Malgré tout, en 2001, les pays d’Europe Centrale et Orientale (PECO) ont légiféré en matière d’OGM. Après avoir été un no man’s land où les entreprises de biotechnologies pouvaient agir en toute impunité, ces pays prennent conscience du risque potentiel de ces technologies et surtout, voulant accéder à l’Union Européenne, mettent en place des législations pour réglementer les OGM (Hongrie, Lettonie, Pologne). Ces législations sont généralement couplées avec une obligation d’étiquetage des OGM, comme pour la République tchèque et la Slovaquie – où elle prendra effet à partir de 2002. En Ukraine, la situation est plus complexe. Ce pays a voté une première loi réglementant la culture et l’utilisation d’OGM ; mais, critiquée notamment par les écologistes et des scientifiques, elle a été annulée. Or, ce pays accueille depuis 1997 des expérimentations en champ d’OGM, hors de tout cadre réglementaire. En outre, sous la pression de la Banque Mondiale et de le Département Américain à l’Agriculture (USDA), en décembre, la loi sur la protection des variétés végétales a été modifiée pour réduire géographiquement et temporellement les tests et certifications pour les semences, y compris génétiquement modifiées.

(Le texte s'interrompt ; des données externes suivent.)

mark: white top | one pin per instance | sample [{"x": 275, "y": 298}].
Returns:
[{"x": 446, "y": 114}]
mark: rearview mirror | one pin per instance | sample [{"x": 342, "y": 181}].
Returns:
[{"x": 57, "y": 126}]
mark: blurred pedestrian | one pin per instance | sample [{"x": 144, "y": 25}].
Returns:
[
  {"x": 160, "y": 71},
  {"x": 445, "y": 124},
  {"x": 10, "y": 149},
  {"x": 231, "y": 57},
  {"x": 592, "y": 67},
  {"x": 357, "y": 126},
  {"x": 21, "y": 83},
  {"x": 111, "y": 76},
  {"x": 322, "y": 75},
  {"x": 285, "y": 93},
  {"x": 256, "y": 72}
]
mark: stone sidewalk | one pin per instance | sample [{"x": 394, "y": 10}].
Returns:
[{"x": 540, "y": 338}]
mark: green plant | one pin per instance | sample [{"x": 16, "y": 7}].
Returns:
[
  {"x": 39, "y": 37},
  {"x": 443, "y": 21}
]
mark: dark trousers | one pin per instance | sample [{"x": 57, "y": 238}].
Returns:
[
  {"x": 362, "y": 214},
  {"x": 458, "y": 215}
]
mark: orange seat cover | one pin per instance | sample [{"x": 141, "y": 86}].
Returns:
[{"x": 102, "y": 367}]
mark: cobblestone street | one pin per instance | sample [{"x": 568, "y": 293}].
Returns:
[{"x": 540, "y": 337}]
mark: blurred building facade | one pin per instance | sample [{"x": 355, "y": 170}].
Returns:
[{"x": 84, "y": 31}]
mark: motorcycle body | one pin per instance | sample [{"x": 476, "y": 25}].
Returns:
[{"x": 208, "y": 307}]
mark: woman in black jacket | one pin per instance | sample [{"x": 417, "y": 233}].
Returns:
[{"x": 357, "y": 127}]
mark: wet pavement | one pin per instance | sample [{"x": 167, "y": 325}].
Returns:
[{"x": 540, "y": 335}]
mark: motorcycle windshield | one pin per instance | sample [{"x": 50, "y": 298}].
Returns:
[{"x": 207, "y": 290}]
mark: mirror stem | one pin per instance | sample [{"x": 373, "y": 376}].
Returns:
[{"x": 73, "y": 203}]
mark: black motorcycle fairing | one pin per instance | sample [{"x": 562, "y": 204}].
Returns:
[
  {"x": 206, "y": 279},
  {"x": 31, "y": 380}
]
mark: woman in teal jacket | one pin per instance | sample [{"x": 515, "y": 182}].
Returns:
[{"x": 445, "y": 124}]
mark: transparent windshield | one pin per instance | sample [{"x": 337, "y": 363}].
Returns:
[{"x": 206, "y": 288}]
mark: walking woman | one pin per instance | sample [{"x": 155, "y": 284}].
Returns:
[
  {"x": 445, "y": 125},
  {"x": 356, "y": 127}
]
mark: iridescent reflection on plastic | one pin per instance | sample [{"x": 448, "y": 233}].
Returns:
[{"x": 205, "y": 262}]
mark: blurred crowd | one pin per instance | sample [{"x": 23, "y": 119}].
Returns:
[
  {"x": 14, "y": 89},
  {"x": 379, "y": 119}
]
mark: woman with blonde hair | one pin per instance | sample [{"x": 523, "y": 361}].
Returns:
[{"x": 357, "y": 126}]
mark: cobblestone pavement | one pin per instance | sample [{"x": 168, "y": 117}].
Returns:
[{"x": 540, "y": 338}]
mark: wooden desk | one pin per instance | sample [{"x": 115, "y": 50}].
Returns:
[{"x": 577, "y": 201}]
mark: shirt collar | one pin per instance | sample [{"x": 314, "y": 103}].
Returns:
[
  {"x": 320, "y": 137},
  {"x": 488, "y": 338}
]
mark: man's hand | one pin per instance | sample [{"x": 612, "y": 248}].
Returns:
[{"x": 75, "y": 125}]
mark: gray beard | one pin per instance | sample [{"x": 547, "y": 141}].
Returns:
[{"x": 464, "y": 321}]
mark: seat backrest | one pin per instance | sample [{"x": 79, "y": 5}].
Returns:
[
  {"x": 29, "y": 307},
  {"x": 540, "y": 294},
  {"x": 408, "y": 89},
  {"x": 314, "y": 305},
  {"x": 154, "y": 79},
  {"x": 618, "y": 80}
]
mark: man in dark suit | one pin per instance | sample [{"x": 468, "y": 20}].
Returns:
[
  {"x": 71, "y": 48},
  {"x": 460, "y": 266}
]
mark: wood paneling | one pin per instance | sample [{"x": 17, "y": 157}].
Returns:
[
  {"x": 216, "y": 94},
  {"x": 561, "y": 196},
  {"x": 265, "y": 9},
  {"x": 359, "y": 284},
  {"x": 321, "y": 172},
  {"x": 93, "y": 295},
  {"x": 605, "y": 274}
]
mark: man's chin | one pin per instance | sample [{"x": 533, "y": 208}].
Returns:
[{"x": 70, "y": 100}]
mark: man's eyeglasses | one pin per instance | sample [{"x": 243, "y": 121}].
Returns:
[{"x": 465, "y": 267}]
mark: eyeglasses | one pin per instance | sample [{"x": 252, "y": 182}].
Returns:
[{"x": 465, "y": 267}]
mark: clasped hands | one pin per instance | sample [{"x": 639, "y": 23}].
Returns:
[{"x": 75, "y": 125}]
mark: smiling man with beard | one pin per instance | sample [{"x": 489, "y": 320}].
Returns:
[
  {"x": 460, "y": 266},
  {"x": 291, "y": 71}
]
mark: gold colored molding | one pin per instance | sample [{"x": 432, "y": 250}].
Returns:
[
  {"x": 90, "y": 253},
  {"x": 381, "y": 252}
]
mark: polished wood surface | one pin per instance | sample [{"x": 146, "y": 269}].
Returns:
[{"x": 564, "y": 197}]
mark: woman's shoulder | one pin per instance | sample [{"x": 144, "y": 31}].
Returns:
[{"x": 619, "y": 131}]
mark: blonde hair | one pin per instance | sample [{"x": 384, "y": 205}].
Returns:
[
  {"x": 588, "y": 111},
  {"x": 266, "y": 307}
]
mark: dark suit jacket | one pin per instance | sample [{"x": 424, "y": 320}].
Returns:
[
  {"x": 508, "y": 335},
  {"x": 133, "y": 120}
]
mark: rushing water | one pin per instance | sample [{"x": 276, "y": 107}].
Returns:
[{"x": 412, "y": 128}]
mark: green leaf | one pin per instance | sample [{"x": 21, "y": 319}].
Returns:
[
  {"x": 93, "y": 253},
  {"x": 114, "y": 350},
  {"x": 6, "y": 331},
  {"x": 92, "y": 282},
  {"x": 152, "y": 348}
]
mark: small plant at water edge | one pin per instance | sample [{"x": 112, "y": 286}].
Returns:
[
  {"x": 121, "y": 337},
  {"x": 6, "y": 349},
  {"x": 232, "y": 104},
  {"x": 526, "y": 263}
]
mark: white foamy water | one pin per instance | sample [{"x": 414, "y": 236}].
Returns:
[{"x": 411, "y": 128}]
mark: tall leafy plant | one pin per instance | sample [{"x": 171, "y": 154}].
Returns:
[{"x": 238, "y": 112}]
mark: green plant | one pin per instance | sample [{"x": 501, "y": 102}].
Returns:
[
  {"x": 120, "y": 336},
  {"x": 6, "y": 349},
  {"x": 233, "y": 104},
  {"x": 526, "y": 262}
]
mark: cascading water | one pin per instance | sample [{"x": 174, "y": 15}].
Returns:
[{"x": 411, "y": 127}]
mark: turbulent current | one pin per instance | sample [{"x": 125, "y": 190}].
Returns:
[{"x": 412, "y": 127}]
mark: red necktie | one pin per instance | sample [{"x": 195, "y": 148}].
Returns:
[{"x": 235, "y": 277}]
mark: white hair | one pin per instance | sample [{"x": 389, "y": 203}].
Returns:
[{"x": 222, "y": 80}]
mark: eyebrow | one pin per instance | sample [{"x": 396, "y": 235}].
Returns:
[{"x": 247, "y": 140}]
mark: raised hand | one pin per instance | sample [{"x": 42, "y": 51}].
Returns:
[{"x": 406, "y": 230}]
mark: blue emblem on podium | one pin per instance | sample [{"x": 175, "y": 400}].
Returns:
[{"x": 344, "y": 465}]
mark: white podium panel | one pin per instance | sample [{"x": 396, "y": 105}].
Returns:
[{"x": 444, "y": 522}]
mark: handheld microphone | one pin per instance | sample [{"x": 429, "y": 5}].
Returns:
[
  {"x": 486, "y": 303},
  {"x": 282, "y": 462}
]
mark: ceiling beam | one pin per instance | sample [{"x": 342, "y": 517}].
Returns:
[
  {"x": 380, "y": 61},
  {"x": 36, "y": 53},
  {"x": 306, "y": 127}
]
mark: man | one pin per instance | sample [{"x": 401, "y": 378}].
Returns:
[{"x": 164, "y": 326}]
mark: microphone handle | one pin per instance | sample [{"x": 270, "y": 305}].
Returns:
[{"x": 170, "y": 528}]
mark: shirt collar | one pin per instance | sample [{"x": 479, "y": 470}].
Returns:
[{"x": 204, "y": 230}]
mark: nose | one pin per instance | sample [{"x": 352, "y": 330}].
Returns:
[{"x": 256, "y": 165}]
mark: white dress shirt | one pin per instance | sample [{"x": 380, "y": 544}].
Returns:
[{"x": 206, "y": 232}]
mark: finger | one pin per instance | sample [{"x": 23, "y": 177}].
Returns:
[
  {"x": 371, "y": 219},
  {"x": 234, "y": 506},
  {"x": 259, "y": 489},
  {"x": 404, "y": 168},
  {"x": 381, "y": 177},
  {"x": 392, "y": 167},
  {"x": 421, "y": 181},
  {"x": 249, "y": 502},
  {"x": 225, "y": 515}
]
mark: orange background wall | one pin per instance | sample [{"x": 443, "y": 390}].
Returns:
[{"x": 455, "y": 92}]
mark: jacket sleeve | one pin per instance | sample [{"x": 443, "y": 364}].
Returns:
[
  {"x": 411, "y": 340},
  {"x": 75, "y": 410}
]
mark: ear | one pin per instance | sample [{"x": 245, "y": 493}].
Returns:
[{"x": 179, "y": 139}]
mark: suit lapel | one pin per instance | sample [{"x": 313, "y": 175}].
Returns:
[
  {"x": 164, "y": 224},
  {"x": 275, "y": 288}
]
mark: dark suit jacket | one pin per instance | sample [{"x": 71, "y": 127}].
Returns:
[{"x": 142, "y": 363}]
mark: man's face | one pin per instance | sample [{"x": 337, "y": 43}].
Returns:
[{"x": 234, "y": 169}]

2001, l’année des contaminations et zones sans OGM

Avant de détailler les cas importants de contaminations qui ont eu lieu cette année, il est important de préciser qu’aucun texte législatif ne permet de dégager des responsabilités claires en cas de dommage par le fait des OGM. La Commission Européenne travaille depuis plusieurs années à l’élaboration d’une directive sur la responsabilité en matière environnementale, mais sa dernière proposition est encore loin d’être satisfaisante pour la société civile. Or, les assureurs, à l’instar d’AXA Assurance, ont d’ores et déjà fait savoir qu’ils n’assureraient pas un tel risque.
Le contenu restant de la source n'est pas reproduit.